The Bulletin—April 3, 2013

Emory University
Published April 3, 2013

The Bulletin compiles news from in and around the US South. We hope these posts will provide space for lively discussion and debate regarding issues of importance to those living in and intellectually engaging with the US South.

  • Some important William Faulkner archival material is going up for auction in New York. Considered one of the most significant literary figures in the United States in the twentieth century, much of Faulkner's work centered on the fictional Yoknapatawpha County in Mississippi. Sotheby's announced on March 28, 2013 that the prolific author's Nobel Prize medal could end up being sold for over two million dollars. Other items to be auctioned include the first draft of Faulkner's Nobel speech, unpublished letters from Faulkner to his wife, Estelle, and an early unpublished story. According to Reuters, some of the items were found on the Faulkner family's Virginia property. According to an article in The New York Times, the Faulkner family hopes that a public institution will end up purchasing the material
  • A recent poll commissioned by Democrats reveals that Atlanta's political landscape is deeply divided. The poll results portray Atlanta as divided into three sections that vote very differently: the South Side, Middle Atlanta, and the North Side. South Side voters tend to be Democrats and members of racial and ethnic minorities; Middle Atlanta is split along ethnic and ideological lines; while North Side voters are more conservative and are generally white. The blog "Blogging While Blue: News & Views from a Few Spirited Georgia Democrats" declared that the poll is important because Atlanta elections are typically decided by Middle Atlanta, with its "multi-racial, multi-cultural, multi-ideology, and multi-partisan" makeup. This is because voters on the North and South Sides generally cancel one another out, leaving Middle Atlanta the decider in metropolitan elections.
  • On March 27, 2013 Arkansas legislators overrode Democratic Governor Mike Beebe's veto of a law that will require voters to show photo identification at the polls.

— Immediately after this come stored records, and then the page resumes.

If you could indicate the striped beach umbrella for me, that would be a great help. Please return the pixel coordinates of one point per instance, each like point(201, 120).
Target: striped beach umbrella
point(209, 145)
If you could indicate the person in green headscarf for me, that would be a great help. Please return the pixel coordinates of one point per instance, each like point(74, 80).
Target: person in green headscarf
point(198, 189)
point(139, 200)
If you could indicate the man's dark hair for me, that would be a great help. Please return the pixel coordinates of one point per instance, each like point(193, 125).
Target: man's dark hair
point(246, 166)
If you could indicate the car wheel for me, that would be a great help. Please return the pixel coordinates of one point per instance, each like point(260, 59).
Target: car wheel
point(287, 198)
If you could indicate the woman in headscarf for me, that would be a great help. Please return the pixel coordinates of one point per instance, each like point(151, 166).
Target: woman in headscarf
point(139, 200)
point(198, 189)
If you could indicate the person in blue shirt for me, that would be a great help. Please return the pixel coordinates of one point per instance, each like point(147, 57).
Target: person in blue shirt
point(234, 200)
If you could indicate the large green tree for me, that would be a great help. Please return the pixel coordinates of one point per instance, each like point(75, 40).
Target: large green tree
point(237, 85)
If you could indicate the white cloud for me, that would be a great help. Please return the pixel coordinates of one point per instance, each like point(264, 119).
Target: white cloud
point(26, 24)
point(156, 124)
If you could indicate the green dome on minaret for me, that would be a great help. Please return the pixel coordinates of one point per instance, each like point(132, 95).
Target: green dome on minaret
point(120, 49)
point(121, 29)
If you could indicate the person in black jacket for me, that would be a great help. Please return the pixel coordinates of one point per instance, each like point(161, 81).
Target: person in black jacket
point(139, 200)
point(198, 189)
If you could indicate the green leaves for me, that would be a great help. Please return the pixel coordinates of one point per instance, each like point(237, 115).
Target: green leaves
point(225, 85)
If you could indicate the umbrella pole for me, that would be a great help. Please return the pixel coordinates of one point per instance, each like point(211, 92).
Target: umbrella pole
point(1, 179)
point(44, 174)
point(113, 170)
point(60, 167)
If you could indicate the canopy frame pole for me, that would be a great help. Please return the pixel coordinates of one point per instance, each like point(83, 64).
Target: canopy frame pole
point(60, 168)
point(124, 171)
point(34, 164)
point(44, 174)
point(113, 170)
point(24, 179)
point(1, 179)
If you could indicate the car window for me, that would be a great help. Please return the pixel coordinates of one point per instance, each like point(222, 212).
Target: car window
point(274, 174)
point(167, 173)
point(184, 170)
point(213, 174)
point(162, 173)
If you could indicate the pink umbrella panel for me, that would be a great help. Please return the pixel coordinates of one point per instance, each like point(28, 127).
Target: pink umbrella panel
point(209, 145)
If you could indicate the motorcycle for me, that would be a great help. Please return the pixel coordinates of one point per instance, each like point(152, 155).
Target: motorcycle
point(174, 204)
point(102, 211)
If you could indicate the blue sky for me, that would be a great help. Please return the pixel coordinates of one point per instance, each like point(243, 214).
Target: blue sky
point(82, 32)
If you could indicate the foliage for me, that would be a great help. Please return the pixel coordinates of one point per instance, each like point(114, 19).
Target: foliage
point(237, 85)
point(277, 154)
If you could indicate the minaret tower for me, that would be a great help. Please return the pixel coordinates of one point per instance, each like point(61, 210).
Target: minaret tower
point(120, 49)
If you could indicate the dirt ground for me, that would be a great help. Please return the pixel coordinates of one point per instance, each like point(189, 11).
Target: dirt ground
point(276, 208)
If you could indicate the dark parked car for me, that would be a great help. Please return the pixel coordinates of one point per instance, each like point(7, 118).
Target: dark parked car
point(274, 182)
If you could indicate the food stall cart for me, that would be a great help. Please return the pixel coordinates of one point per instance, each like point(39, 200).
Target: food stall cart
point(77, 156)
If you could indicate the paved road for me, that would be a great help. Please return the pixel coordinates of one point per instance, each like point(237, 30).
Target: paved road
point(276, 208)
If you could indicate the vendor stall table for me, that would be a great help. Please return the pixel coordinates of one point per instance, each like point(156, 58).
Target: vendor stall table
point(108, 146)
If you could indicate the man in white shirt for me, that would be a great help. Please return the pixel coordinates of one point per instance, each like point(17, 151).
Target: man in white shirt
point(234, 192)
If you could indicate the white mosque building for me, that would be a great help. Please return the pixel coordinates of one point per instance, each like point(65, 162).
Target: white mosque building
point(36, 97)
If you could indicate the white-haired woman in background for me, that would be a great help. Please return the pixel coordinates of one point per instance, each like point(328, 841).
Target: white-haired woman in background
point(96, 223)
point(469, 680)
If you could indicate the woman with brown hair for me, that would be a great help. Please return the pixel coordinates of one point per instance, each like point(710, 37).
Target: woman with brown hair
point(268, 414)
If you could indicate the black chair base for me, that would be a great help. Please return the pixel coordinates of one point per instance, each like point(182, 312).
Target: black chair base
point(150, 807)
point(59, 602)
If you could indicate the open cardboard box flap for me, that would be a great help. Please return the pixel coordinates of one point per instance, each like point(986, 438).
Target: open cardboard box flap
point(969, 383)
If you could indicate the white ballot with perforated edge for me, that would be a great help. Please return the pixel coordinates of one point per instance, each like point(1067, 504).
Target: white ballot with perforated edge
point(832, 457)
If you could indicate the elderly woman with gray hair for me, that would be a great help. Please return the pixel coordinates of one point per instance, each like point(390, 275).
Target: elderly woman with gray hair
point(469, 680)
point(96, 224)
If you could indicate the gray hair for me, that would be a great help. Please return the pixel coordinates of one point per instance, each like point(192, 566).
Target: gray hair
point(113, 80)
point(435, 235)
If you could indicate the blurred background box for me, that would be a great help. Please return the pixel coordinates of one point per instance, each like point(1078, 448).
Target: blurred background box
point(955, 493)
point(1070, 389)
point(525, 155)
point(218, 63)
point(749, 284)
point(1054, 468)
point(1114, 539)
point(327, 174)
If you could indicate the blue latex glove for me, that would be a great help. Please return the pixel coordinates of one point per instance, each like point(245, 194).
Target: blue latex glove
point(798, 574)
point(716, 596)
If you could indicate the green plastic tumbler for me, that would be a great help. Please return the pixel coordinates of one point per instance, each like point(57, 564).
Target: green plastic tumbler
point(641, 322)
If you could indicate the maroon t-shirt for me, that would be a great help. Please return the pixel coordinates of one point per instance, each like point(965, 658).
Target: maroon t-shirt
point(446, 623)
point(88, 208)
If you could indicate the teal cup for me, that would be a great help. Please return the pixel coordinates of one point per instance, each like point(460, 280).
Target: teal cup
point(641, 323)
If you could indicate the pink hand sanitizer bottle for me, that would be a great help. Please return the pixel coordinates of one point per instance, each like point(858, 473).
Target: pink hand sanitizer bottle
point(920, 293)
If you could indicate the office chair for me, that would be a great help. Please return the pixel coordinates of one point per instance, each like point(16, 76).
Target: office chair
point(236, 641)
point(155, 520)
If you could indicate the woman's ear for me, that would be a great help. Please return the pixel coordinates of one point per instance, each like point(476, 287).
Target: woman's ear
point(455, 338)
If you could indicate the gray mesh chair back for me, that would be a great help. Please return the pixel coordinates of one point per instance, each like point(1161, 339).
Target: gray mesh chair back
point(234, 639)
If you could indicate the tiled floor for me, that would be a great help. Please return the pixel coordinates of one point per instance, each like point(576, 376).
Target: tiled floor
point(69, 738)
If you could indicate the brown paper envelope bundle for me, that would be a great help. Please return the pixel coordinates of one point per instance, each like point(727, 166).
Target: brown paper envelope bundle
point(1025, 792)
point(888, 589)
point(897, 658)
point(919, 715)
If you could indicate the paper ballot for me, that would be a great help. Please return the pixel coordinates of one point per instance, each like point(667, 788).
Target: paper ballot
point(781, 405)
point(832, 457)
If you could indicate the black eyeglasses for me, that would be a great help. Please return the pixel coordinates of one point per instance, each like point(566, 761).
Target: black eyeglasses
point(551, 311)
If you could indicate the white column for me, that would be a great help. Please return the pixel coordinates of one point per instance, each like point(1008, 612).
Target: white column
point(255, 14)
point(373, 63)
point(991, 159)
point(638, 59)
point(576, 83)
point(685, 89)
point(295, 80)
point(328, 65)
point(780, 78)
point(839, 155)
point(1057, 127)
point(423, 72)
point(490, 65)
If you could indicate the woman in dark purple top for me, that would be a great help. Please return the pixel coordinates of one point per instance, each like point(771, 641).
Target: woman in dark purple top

When the law takes effect on January 1, 2014, Arkansas will join eighteen other states that have introduced similar laws requiring voter identification at the polls this year. According to The Boston Globe, the American Civil Liberties Union of Arkansas executive director Rick Sklar called the override a "terrible shame," stating that the group is prepared to sue in order to block the enforcement of the new law. African American legislators in Arkansas have compared the new law to the poll taxes used in southern states during the Jim Crow era.